As the 2011 comes to an end and we prepare to usher in 2012, here is our list of top 5 predictions for the coming year in the country’s vibrant ICT sector:
- Essar Telecom Kenya’s YU will continue to lose subscribers: despite having the cheapest calling rates in the country, YU will continue to lose subscribers. Just as the statistics released in October 2011 by telecoms industry regulator, the Communications Commission of Kenya (CCK), indicated that YU lost 1,554 of its subscribers between March and June 2011 to Safaricom and Telkom Kenya’s Orange, this trend is expected to continue in 2012. In June 2011, YU had a higher market share of 7.4 per cent compared to Orange Kenya’s 2.7 per cent but this reduced to 6.3 per cent as of June 2011. What should worry the firm is that users are leaving the network in spite of the fact that its on-net calls are free while cross-network calls are charged Ksh 3 per minute. There are also rumours that Essar Telecom’s Kenya operations could be acquired by South Africa’s MTN Group.
- Bob Collymore’s second year at Safaricom to be marked by even less product and service innovations: Since taking over from Michael Joseph in November 2010 as chief executive, Safaricom has had very little to show in terms of product and service innovations and launches, the only notable exception being the Safaricom Cloud service launched in November this year. Collymore has been more visible in pushing the firm’s corporate social responsibility (CSR), most notable being during the “Kenyans for Kenya” campaign where he played a key role in the drive to raise funds for starving Kenyans in northern part of the country. May be it has something to do with the fact that Collymore was previously Vodacom Group’s chief officer for corporate affairs responsible for the Group’s corporate communication, ethics and compliance, legal, external relationships and Corporate Social Responsibility (CSR). Quite a mouthful in terms of job title…
- Michael Joseph to be brought back to Safaricom to head M-Pesa: Due to the frequent service outages that have come to plague the M-Pesa platform recently and drawing from his long association with the network and money transfer service having launched it in early 2007, Michael Joseph is set to come to Kenya and help address some of the challenges facing the service. Joseph, currently Vodafone’s director of mobile payments charged with responsibility to drive M-Pesa in India as well as Vodafone’s African markets such as Mozambique, Ghana and Egypt, is reportedly set to come back to Kenya after the M-Pesa infrastructure including servers are moved to Kenya from Europe where it sits.

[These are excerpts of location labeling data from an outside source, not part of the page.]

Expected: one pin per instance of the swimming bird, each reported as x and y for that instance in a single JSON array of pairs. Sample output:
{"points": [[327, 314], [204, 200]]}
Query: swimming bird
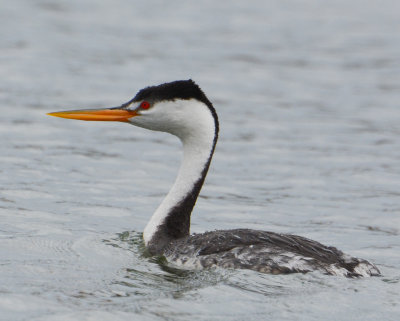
{"points": [[182, 109]]}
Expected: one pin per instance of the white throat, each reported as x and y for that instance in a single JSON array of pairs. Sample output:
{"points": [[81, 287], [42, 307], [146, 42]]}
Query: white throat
{"points": [[197, 132]]}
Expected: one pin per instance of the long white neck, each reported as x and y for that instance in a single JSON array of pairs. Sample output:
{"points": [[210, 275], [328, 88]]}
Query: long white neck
{"points": [[171, 220]]}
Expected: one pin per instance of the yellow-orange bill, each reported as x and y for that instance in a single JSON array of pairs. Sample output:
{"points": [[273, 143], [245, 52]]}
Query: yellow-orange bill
{"points": [[106, 114]]}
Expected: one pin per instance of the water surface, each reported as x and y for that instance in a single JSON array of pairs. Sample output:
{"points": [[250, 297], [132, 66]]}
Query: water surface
{"points": [[308, 99]]}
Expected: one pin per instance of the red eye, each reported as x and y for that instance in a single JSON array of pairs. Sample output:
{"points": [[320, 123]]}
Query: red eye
{"points": [[145, 105]]}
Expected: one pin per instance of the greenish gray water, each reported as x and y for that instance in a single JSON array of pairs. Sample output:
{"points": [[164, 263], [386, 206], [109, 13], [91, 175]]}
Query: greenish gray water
{"points": [[308, 98]]}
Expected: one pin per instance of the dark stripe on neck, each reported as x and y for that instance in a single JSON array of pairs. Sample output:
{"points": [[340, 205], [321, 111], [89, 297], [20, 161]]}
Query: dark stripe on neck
{"points": [[177, 223]]}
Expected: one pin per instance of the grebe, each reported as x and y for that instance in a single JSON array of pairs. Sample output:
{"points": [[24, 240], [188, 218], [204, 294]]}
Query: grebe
{"points": [[181, 108]]}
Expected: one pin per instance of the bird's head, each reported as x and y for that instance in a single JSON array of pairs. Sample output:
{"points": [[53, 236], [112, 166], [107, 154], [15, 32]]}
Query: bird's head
{"points": [[180, 108]]}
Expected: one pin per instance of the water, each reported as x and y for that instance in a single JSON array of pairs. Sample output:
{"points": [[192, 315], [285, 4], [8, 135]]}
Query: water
{"points": [[308, 98]]}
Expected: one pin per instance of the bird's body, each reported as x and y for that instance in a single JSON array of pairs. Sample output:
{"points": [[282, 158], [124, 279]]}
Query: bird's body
{"points": [[182, 109]]}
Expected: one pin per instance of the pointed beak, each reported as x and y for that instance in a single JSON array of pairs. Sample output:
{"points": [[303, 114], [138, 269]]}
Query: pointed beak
{"points": [[106, 114]]}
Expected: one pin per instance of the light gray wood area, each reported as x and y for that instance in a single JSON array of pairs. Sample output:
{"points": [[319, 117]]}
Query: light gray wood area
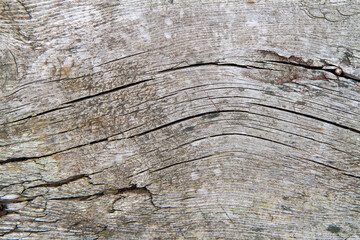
{"points": [[179, 119]]}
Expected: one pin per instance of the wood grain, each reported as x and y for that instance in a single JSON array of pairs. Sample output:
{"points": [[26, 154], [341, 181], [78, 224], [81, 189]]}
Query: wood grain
{"points": [[179, 119]]}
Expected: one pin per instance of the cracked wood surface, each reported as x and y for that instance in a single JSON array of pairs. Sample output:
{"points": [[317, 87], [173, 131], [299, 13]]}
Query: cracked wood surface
{"points": [[179, 119]]}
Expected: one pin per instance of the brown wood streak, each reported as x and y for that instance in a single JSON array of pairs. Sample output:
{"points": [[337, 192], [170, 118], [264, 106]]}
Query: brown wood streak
{"points": [[179, 120]]}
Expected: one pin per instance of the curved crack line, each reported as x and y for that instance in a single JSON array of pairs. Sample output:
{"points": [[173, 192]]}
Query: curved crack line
{"points": [[310, 116]]}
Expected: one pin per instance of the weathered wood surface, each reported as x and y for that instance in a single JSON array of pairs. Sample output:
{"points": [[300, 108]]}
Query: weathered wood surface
{"points": [[179, 119]]}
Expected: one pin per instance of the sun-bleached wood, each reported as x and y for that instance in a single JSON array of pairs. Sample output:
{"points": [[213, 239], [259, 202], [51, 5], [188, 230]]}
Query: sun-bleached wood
{"points": [[179, 119]]}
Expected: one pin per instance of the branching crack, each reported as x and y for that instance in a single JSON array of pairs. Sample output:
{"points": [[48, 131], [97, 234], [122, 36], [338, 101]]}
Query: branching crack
{"points": [[62, 182], [132, 188], [108, 91], [312, 117], [209, 115], [200, 64], [38, 114], [22, 159]]}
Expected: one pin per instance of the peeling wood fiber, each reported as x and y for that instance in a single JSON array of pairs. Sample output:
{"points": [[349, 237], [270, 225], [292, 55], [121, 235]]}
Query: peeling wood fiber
{"points": [[179, 119]]}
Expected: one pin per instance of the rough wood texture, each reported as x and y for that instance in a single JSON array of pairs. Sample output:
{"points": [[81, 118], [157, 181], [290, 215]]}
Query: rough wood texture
{"points": [[179, 119]]}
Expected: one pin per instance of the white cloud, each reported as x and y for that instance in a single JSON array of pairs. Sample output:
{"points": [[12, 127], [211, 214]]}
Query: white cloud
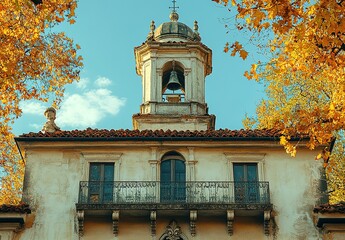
{"points": [[82, 83], [87, 109], [35, 126], [32, 107], [102, 82]]}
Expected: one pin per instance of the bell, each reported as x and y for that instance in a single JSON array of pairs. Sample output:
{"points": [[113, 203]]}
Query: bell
{"points": [[173, 83]]}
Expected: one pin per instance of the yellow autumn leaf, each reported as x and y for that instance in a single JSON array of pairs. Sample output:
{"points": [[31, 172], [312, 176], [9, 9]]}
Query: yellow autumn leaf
{"points": [[243, 54]]}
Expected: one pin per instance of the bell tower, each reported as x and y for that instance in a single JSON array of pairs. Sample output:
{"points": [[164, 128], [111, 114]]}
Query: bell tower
{"points": [[173, 64]]}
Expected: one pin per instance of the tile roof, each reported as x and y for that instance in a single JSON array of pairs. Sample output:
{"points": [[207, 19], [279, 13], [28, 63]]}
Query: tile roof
{"points": [[221, 134], [330, 208], [21, 208]]}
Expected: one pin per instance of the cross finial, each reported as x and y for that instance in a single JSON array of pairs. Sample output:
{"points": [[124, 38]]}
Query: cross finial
{"points": [[174, 6]]}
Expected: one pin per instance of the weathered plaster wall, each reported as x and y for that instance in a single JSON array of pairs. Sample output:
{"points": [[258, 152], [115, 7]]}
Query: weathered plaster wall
{"points": [[51, 189], [52, 181]]}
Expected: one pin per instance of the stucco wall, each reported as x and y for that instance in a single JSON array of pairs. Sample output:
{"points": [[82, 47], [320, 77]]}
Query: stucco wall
{"points": [[53, 174]]}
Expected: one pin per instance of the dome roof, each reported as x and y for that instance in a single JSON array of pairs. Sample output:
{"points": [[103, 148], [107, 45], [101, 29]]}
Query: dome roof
{"points": [[175, 30]]}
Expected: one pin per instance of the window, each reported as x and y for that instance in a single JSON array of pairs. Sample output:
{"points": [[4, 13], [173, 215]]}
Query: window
{"points": [[101, 181], [246, 182], [173, 178]]}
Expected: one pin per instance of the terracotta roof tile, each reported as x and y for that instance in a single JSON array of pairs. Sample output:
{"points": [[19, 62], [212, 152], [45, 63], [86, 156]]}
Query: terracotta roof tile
{"points": [[149, 134], [330, 208]]}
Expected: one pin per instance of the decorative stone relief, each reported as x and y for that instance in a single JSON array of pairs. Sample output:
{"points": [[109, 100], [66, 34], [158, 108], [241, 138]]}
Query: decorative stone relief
{"points": [[173, 232], [115, 217], [230, 221], [153, 217], [80, 217], [50, 125]]}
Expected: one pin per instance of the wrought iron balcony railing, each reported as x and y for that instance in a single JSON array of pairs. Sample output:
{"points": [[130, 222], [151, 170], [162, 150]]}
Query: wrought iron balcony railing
{"points": [[155, 192]]}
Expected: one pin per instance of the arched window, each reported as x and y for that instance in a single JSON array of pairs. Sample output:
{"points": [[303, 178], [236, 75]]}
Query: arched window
{"points": [[173, 82], [173, 178]]}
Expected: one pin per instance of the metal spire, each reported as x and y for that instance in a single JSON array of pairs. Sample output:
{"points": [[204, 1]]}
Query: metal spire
{"points": [[174, 6]]}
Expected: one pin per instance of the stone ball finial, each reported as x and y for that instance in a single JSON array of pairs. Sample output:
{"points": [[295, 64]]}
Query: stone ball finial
{"points": [[173, 16], [50, 126]]}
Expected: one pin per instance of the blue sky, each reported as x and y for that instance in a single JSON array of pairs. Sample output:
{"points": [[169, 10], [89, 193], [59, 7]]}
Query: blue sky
{"points": [[109, 92]]}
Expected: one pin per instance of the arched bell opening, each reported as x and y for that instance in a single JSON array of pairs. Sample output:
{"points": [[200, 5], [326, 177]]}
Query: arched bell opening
{"points": [[173, 82]]}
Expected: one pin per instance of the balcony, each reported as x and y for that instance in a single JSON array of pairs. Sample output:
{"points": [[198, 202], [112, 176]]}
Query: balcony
{"points": [[188, 199], [155, 195]]}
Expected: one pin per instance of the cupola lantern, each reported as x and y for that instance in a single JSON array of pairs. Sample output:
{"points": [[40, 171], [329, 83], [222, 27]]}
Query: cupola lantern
{"points": [[173, 64]]}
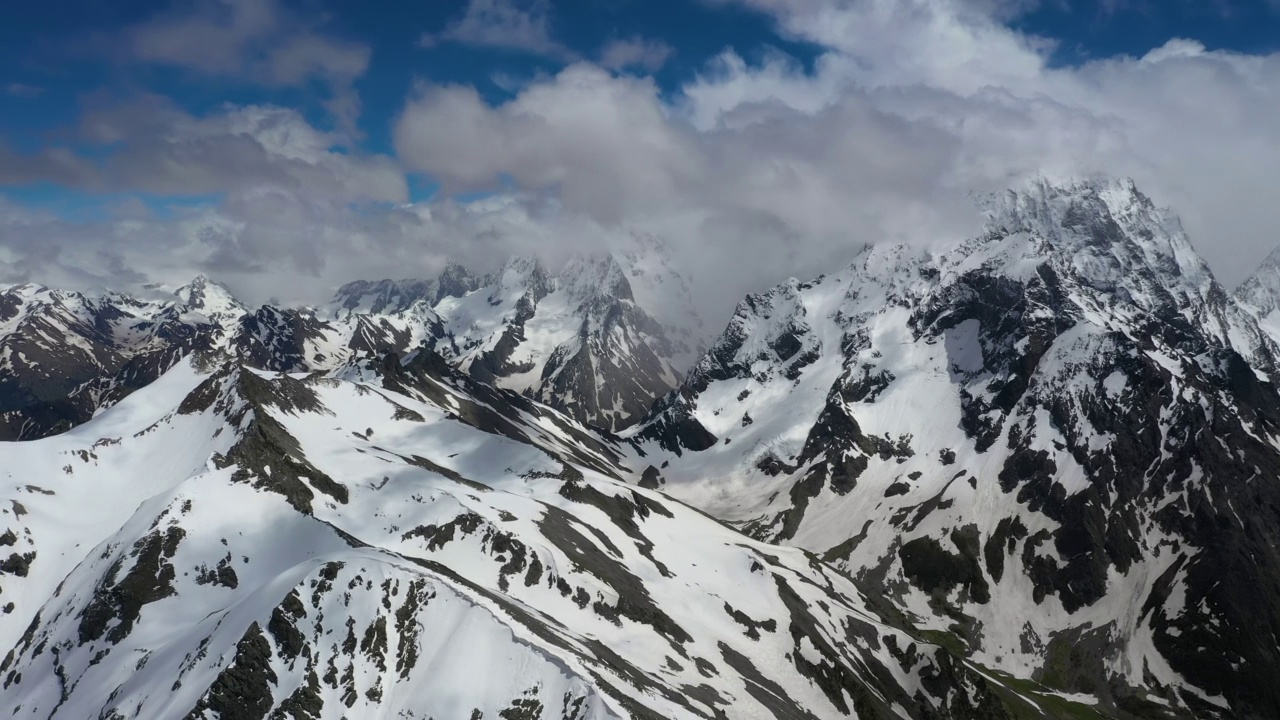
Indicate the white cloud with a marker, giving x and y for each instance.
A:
(910, 105)
(160, 149)
(767, 168)
(512, 24)
(255, 40)
(635, 53)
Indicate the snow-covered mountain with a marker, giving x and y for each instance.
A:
(1055, 446)
(583, 341)
(407, 542)
(1260, 294)
(65, 355)
(579, 341)
(1032, 474)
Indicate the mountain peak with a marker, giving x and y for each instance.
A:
(1261, 291)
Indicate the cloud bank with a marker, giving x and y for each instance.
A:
(769, 168)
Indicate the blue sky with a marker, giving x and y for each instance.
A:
(266, 137)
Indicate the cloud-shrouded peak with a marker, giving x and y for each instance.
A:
(1261, 291)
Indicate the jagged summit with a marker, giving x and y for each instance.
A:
(1023, 436)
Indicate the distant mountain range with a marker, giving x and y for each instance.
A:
(1032, 474)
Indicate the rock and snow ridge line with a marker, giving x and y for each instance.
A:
(1066, 422)
(580, 340)
(412, 543)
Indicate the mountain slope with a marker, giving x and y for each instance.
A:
(411, 545)
(1260, 294)
(1065, 422)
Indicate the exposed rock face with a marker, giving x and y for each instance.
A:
(415, 541)
(579, 341)
(1033, 474)
(1065, 422)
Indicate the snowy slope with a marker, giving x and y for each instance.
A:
(1054, 445)
(406, 542)
(1260, 294)
(65, 355)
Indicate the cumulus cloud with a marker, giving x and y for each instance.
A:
(511, 24)
(635, 53)
(767, 167)
(912, 105)
(255, 40)
(146, 144)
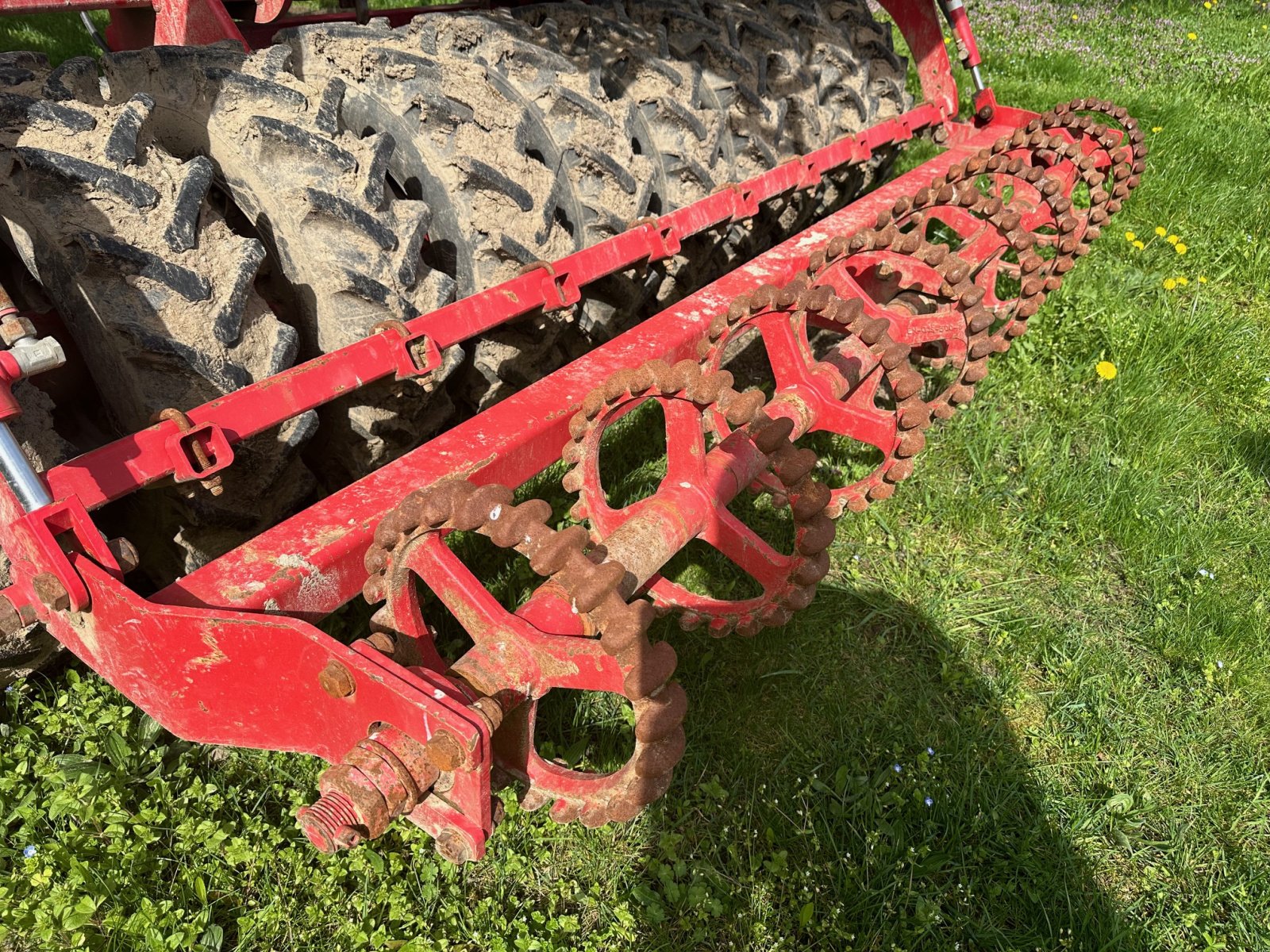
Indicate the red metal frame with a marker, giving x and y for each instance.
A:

- Fake devices and unregistered SIMs won’t be disconnected by networks: Kenya’s telecoms industry regulator, the Communications Commission of Kenya (CCK) is unlikely to order the country’s four mobile phone service providers to disconnect fake devices on their networks. This prediction is based on the recent decision by the CCK to extend the deadline from the earlier date of December 31 2011 to April 2012, a four-month extension. Unregistered SIMs cards are even more unlikely to be disconnected as even network operators seem to be silently opposed to the move ever since the debate about the issue began over 2 years ago in Kenya.
- Nokia’s visibility in Kenya in terms of new products and media engagement will continue to reduce: In the face of its continued loss of market share globally to other emerging mobile device brands followed by the recent announcement that it would close the Kenya office, Nokia’s local visibility is set to further plummet. The situation is further aggravated by the fact that the firm has lost two of its visible and approachable faces in Kenya, that is Dorothy Ooko (who used to handle regional communications) and Kenneth Oyolla who is serving on notice till the end of 2011 as Nokia’s head in eastern and southern Africa.